Quedaba en la atmósfera sobre la mesa el aroma de especies y vino típicos del
guiso aquel de carnes y a la vez que se miraban entre todos, incluyendo a
Peluca comenzaron a celebrar que ya no apestaba a muerto en la casa, ni en la
mesa, ni en la ropa, ni en la persona de aquel sepulturero que capitaneaba allí
el comedor. Miraron entonces con pena a Peluca y le dijeron que ya estaba de
noche que mejor se fuera a su casa y no esperara a que ya no hubiera
transporte. Peluca les sonrió y les dio las gracias.

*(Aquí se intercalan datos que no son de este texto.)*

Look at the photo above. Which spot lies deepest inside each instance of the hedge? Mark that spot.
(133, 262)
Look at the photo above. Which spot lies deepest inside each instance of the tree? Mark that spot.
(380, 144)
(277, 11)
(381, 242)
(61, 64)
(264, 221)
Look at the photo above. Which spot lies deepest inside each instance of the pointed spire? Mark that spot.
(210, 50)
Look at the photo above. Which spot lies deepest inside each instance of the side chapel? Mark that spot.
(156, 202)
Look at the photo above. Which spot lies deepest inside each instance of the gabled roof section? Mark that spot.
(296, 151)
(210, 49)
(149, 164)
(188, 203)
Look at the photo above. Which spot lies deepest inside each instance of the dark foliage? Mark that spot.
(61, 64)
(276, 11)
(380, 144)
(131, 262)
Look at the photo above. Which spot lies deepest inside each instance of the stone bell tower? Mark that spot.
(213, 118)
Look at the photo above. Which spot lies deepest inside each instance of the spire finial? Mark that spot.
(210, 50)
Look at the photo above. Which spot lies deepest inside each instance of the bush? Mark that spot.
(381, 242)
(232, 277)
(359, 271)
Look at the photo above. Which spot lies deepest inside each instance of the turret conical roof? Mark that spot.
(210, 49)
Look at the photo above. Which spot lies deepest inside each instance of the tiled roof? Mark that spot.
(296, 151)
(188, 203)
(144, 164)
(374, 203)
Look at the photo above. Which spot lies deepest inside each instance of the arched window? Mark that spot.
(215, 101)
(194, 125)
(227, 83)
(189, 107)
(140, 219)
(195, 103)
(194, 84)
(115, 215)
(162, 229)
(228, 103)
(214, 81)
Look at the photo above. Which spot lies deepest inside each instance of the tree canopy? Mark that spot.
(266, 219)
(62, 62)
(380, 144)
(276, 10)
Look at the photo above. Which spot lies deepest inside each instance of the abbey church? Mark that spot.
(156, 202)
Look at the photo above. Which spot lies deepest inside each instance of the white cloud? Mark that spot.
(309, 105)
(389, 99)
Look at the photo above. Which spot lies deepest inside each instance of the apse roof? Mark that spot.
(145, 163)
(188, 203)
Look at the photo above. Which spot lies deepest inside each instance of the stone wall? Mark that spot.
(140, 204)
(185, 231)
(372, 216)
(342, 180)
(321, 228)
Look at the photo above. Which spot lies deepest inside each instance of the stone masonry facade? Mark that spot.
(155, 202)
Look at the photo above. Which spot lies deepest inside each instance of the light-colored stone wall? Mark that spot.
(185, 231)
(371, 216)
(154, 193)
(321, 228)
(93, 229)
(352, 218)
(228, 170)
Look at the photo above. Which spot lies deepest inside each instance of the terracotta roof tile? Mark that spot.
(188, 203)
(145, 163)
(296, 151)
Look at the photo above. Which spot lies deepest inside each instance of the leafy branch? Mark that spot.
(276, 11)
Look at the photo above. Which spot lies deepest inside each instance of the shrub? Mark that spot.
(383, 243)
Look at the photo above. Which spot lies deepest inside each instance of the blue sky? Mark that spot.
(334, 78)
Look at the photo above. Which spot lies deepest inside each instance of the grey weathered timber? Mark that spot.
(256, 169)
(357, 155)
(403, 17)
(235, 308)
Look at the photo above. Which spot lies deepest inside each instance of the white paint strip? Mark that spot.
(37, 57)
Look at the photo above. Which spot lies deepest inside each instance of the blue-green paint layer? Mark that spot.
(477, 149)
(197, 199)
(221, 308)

–¡Se me quitó la sinusitis! ¡Puedo respirar, puedo
oler! ¡Qué rico huele!
Entonces se fue a la parada de autobuses. Estaba por
salir el último de esa noche. Iba feliz, pensando en la suerte de tener aquella
amiga que se llamaba Zenaida. Le encantaba como en el autobús todas las luces
prendían adentro sintiéndose como si viajara en el interior de una luciérnaga
que la regresaba a casa. Sentada en la parte trasera, aprovechó para abrir un
libro y leer. En casa de Zenaida ya se recogían, lavaban trastos y preparaban
las respectivas camas.
–¿Entonces?
–No tenemos que dormir separados. Por fin tu madrina
hizo lo que tenía que hacer.
–No fue culpa de ella. Tuvimos que esperar mucho por
el muerto adecuado.
–Y bañarlo bien.
–Sí. Tenía que ser agua de muerto, pero no de
cualquier muerto. No todos los días muere y nos llega a las manos el cuerpo de
un apestado.
Sonrieron y yacieron juntos, sin protestas y el único
Concho que se escuchó de la boca de Mayita era uno de sensualidad inaugurada,
se estrenaba esa noche en gemidos y pasiones que el apestado dejó pendientes en
vida.
En tanto, Peluca, llegaba a su casa y de entrada
comenzó a sentir esos olores raros como cuando llueve en los cementerios y se
lavan tanto las tumbas que el olor de huesos se levanta espeso en el aire.
Ya adentro de la morada paterna le olían todos, padre,
madrastra hermanos y hermanas a muertos putrefactos.